I am stuck at the following exercsise:
We know that $1729$ is the smallest number that can be expressed as the sum of two cubes in two different ways. Show that $1729$ is the only number $n$ with the following two properties:
$n$ can be expressed as the sum of two cubes in two distinct ways.
$n$ is of the form $ n = (6k+1)(12k+1)(18k+1)$ where all three factors are primes.

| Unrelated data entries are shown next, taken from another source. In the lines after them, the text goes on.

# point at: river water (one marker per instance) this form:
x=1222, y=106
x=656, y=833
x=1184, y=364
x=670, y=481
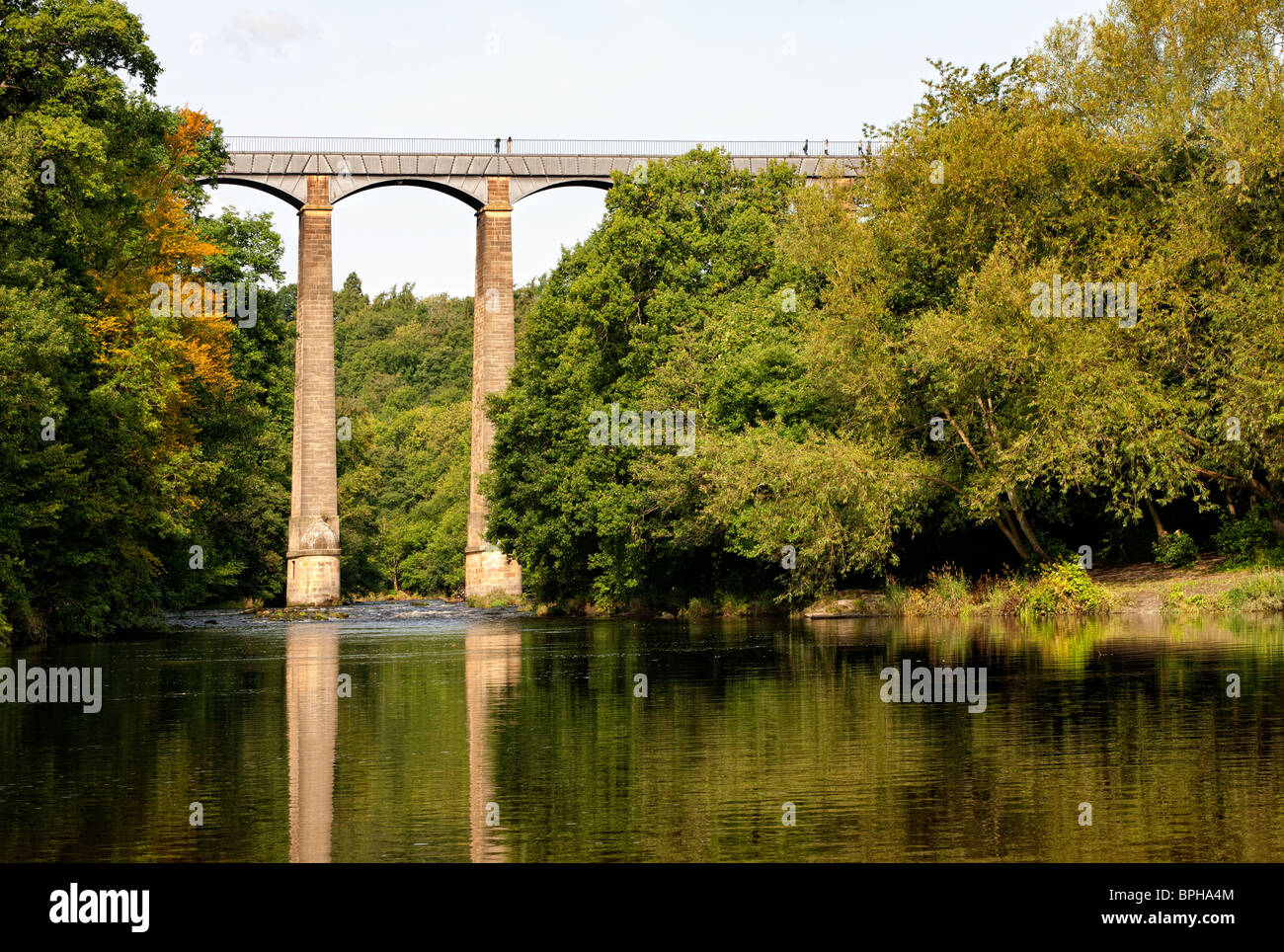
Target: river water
x=435, y=732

I do not know how I could start with this exercise, could you give me a hint?
Trivial part:
First verify that 1. and 2. hold for $n=1729=12^3+1^3=10^3+9^3=7\cdot 13\cdot 19$ (so $k=1$ in 2.).
The non-trivial part:
Assume $n$ has properties 1. and 2., say $$n=a^3+b^3=c^3+d^3=(6k+1)(12k+1)(18k+1)$$ with $\{a,b\}\ne\{c,d\}$ and $p_1:=6k+1,p_2:=12k+1,p_3:=18k+1$ prime. The positive divisors of $n$ are, in ascending order (because $p_3<3p_1$), $$ 1,\;p_1,\;p_2,\;p_3,\;p_1p_2,\;p_1p_3,\;p_2p_3,\;n.$$ Note that $p_1^3< \frac n2$. Also, $p_2>\sqrt[3]n$ and hence $p_1p_2>2\sqrt[3]n$. We have $$n=a^3+b^3=(a+b)(a^2-ab+b^2)$$ where $\frac n2\le\max\{a^3,b^3\}\le n$ and therefore $$\sqrt[3]{\frac n2}\le a+b\le 2\sqrt[3]n.$$ We conclude that $a+b\in\{p_2,p_3\}$. Similarly, $c+d\in\{p_2,p_3\}$.

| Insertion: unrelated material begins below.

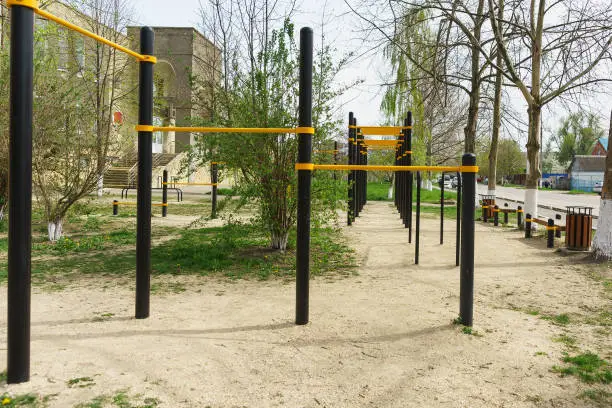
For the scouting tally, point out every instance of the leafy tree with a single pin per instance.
(577, 135)
(264, 93)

If we know the value of $a+b$, then we also know $(a+b)^2-\frac n{a+b}=3ab$, hence find $\{a,b\}$ as the roots of $X^2-(a+b)X+ab$. We conclude that $a+b\ne c+d$. So wlog. $$a+b=p_2,\qquad c+d=p_3.$$
In the example of $n=1729$, we happen to have have $|c-d|=1$. So we might try to express $|c-d|$ in terms of the $p_i$ and see if that produces a severe restriction in the general case. A similar strategy with $|a-b|$ and based on the obaservation $\min\{a,b\}=1$ for $n=1729$ might also work but appears to be less simple.

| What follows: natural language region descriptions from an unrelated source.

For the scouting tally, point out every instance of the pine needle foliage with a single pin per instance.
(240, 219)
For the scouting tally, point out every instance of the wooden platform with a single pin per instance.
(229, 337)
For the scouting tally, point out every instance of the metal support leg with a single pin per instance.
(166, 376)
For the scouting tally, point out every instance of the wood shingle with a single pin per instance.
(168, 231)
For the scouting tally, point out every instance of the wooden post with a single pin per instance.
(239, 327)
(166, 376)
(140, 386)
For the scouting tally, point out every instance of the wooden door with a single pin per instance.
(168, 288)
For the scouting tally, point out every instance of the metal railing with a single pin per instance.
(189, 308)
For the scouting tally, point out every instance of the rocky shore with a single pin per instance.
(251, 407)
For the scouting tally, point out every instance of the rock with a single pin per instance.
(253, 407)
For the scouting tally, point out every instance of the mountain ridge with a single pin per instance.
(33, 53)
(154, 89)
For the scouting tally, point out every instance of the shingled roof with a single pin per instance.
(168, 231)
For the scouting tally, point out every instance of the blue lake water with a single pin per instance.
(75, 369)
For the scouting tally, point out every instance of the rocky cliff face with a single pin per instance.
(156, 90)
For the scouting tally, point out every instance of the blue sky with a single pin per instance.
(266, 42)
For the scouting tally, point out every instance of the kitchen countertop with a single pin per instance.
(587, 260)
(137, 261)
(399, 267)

Now we have $$ cd =\frac{(c+d)^2-(c^2-cd+d^2)}3= \frac{p_3^2-p_1p_2}3$$ and $$ (c-d)^2=(c^2-cd+d^2)-cd = p_1p_2-cd=\frac{4p_1p_2-p_3^2}3=-12k^2+12k+1.$$ This is negative for $k>1$ whereas we have a square on the left. We conclude that $k\le1$.